12 Aralık 2015 Cumartesi

Kanlı dolarlar...





Arka sokaklarda neler oluyor?









Sevgili kardeşlerim, yeğenlerim ve dostlarım,

Ortadoğu'da çok kirli bir oyun oynanıyor.
Bu kavganın içinde Türkiye'nin Kürt politikaları var diyorsanız doğrudur.
Sünni -  Şii kavgası var diyorsanız o da doğrudur.
Hele şimdilerde Rusya'nın sıcak denizlere inme sevdası yeniden depreşti
yorumunuz varsa o da doğrudur.
Daha bir sürü şey var diyorsanız, onlar  da doğrudur.
Bunların hepsi çirkin siyaset oyunları.
Ama en pisi, en iğrenci  ne biliyor musunuz?
Bu işlerin arkasındaki para oyunları.
Kanlı paralar...
En çirkini bu.
Bu ne hırstır ya Rabbim.

Türkiye Rusya'nın uçağını düşürdü.
Niye düşürdü?
Rus uçağı sınırı geçmiş, ya da yaklaşmış, angajman kuralları filan...
Geçin efendiler geçin.
O Rus uçakları İsrail sınırını her gün kaç defa geçiyorlar biliyor musunuz?
İsrail niye indirmiyor bunları?
Herifler orada bir çeşit savaşın içerisindeler. Hem de  sınırlara çok yakın
yerlerde bombalama yapıyorlar. Sesten hızlı giden uçaklar bunlar...
Bir anda sınırı bir kaç yüz metre geçebiliyorlar veya yaklaşabiliyorlar.
Bunun için indirmek mi lazım?
Türk yetkililer bir taraftan "uçak milliyetini belli etmedi" derken, diğer taraftan
"hem İngilizce hem Rusça 10 defa uyarıda bulunduk" diyorlar.
Madem milliyeti belli değildi niye Arapça da uyarmadınız mesela?
Sen benim külahıma anlat bunları.
Yani sebep bu değildi.

Neydi o zaman?
Rus bombardıman uçakları Daaş petrolünü taşıyan tankerleri bir
gün evvel vurdu. 500 (eveeet, yanlış okumadınız)  tam 500 tankeri bombaladı.
Bu tankerler kimindi biliyor musunuz?
Albayraklar'ındı.  Şu recep Tayyip Erdoğan'a yakınlıkları ile bilinen Albayraklar'ın.

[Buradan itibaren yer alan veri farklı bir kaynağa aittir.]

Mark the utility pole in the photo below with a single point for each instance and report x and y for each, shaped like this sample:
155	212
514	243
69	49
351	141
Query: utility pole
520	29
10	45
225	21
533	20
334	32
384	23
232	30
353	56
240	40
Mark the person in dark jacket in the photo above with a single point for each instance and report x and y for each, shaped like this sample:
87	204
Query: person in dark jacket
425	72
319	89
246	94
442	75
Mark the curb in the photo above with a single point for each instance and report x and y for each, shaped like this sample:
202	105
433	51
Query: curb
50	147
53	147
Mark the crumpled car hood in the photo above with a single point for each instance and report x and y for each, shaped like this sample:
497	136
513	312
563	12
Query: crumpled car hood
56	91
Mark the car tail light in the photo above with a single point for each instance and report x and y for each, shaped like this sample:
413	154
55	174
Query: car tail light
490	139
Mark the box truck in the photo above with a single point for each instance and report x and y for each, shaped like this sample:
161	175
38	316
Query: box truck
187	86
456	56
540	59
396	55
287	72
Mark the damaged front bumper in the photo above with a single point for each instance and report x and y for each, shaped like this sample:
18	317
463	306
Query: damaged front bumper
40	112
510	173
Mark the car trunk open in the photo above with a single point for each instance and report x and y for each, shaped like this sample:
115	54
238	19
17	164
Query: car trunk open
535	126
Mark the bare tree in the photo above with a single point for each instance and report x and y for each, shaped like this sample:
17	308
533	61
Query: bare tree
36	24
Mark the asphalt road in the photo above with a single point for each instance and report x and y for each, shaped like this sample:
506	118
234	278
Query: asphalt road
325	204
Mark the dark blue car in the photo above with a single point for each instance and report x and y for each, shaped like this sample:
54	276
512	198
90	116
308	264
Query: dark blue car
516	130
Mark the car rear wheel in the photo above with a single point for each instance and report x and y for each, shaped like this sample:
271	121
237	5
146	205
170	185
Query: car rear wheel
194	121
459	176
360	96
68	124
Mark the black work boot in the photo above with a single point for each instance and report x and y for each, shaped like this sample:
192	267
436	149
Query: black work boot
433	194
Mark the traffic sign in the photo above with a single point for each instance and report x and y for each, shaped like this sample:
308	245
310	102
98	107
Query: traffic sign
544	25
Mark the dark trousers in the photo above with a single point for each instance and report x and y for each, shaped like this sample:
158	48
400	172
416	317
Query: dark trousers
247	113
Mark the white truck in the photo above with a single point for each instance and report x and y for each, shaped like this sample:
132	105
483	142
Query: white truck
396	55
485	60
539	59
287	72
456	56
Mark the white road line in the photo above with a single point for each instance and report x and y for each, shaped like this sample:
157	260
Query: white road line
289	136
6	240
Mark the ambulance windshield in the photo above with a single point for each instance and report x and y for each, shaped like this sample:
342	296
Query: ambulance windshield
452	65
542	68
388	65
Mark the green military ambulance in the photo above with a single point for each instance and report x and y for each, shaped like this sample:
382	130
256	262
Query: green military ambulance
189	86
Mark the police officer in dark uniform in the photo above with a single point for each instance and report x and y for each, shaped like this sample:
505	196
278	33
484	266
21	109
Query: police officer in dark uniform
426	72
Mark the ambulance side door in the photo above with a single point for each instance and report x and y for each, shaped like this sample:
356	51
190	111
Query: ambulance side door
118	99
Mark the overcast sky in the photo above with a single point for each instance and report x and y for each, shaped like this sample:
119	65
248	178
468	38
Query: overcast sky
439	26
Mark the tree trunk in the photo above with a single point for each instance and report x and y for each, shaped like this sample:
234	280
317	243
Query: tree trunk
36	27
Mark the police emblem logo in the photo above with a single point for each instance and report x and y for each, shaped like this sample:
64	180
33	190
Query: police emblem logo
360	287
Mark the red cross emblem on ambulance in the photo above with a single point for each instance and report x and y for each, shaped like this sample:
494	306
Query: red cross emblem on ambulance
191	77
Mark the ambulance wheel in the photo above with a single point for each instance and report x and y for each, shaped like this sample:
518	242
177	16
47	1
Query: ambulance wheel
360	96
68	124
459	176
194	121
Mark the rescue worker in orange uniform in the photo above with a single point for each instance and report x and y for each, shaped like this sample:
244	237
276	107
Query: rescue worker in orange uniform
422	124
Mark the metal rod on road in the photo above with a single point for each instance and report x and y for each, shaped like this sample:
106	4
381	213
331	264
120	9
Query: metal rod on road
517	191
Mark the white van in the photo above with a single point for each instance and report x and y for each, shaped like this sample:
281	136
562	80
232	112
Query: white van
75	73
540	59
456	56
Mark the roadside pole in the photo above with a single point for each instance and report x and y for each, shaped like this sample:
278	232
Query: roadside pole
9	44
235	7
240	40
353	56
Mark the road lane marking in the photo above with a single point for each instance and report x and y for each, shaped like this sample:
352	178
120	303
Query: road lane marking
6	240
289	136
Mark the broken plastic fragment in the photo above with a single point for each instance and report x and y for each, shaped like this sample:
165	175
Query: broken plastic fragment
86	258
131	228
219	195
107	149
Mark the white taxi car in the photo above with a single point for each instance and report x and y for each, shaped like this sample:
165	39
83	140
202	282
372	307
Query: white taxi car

Şimdi iğrençlikleri anlatmaya başlıyayım.
Bakın bu ticaret nasıl yapılıyor?
Daaş Suriye'de ve Irak'ta hakimiyeti altındaki  petrol bölgelerinde sabahtan akşama kadara
üretim yapıyor. Petrol tankerlere dolduruyorlar. Tankerler Zaho'ya hareket ediyor. Öyle az buz değil.
Günde 80-100 tanker. Zaho'da  bunları Iraklı, İranlı, Türk kaçakçılar karşılıyor. İşin başındaki çete reisi orada açık arttırmayla petrolü satıyor. Ödemenin % 10 ya da % 25 i peşin. Gerisi dönüşte.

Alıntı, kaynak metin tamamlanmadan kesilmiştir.